Theme
Tenant Configuration
Each Agent Assist tenant has a configuration that controls how the assist pipeline behaves. These settings are managed in the Settings page of the Agent Assist Portal.
Assist Mode
| Mode | Description |
|---|---|
| Omni (default) | Uses the built-in RAG pipeline — classifier, vector search, and LLM answer generation with any supported AI model |
| Google Native | Uses Google CCAI natively with Dialogflow CX agents for suggestions |
WARNING
Switching between assist modes requires reconfiguring your CCaaS integration. Plan mode changes during a maintenance window.
Knowledge & AI Settings
These settings control how the RAG pipeline searches and generates answers.

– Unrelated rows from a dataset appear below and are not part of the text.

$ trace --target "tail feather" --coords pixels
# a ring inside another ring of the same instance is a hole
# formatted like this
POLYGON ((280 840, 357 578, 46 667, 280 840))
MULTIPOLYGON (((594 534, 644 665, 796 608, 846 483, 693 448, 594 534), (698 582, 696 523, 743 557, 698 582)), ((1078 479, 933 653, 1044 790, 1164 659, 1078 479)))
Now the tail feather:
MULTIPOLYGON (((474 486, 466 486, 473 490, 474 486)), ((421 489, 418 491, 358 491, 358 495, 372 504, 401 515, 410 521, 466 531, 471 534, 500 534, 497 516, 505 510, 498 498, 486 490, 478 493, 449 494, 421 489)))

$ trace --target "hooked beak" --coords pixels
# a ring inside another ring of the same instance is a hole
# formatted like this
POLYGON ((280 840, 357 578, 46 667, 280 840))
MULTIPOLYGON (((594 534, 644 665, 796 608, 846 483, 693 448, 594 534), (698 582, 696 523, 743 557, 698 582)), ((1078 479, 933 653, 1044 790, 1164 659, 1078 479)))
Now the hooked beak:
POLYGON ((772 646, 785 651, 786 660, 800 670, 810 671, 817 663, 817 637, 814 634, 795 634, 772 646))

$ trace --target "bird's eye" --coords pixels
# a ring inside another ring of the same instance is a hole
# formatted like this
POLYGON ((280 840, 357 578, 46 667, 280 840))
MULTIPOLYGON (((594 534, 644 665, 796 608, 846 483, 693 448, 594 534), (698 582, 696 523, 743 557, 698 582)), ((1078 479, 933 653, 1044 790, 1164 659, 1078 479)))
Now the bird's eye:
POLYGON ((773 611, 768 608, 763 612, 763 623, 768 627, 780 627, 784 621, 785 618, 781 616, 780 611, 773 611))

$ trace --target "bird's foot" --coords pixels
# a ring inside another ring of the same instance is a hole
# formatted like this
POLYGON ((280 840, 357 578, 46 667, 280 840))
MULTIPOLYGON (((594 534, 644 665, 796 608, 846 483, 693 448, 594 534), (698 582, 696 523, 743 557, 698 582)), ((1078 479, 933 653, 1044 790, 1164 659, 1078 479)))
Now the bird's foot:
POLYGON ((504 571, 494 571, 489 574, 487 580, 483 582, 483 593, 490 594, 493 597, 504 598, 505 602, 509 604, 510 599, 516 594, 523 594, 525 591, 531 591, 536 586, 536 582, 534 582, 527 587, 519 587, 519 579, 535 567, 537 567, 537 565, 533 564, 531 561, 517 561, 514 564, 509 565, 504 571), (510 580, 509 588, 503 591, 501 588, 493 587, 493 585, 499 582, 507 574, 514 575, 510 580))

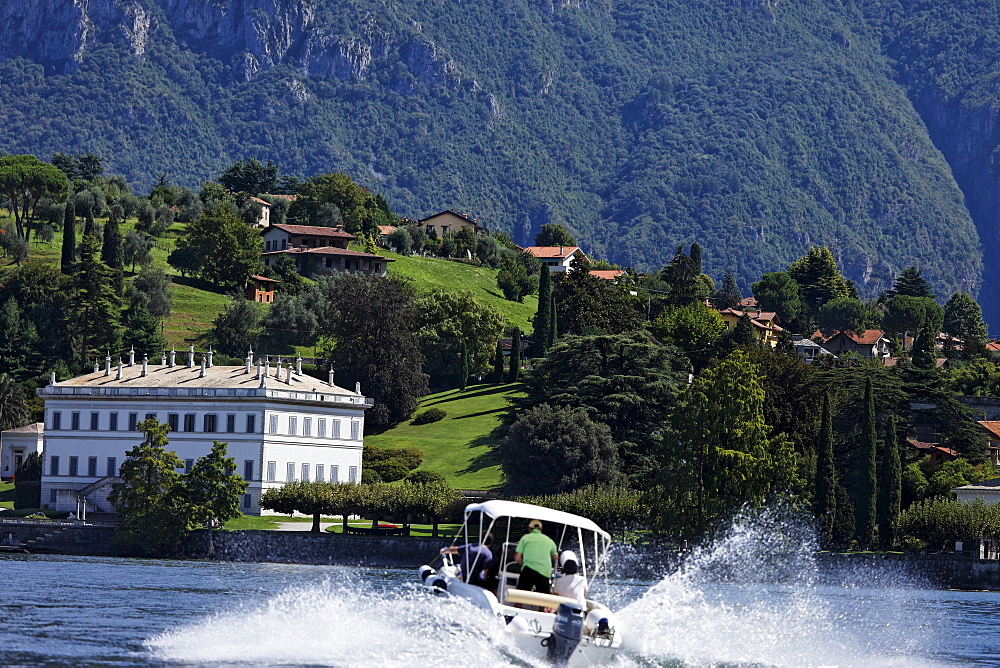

| Setting | Range | Default | Description |
|---|---|---|---|
| Default Knowledge Base | — | None | The KB collection used when no queue-specific mapping exists |
| Default Prompt | — | None | The published system prompt used for answer generation. Can be overridden per queue in Queue Mapping. |
| Max Sources | 1 – 20 | 5 | Maximum number of source document chunks returned per query. Higher values provide more context but increase token usage and latency. |
| Confidence Threshold | 0.0 – 1.0 | 0.7 | Minimum vector similarity score for a chunk to be included in results. Chunks scoring below this are filtered out. |
| Max Tokens | — | 4096 | Maximum number of tokens the LLM can generate per answer |
| Context Mode | rag / structured / agent_ready / minimal | rag | Controls how much context is sent to the LLM. rag includes full KB chunks; minimal sends only the query. |
| System Prompt | Text | — | Custom instructions sent to the LLM for answer generation. Use this to set tone, formatting rules, or domain-specific guidance. |
Classifier Settings
The classifier evaluates each customer utterance and decides whether it should trigger a knowledge base search.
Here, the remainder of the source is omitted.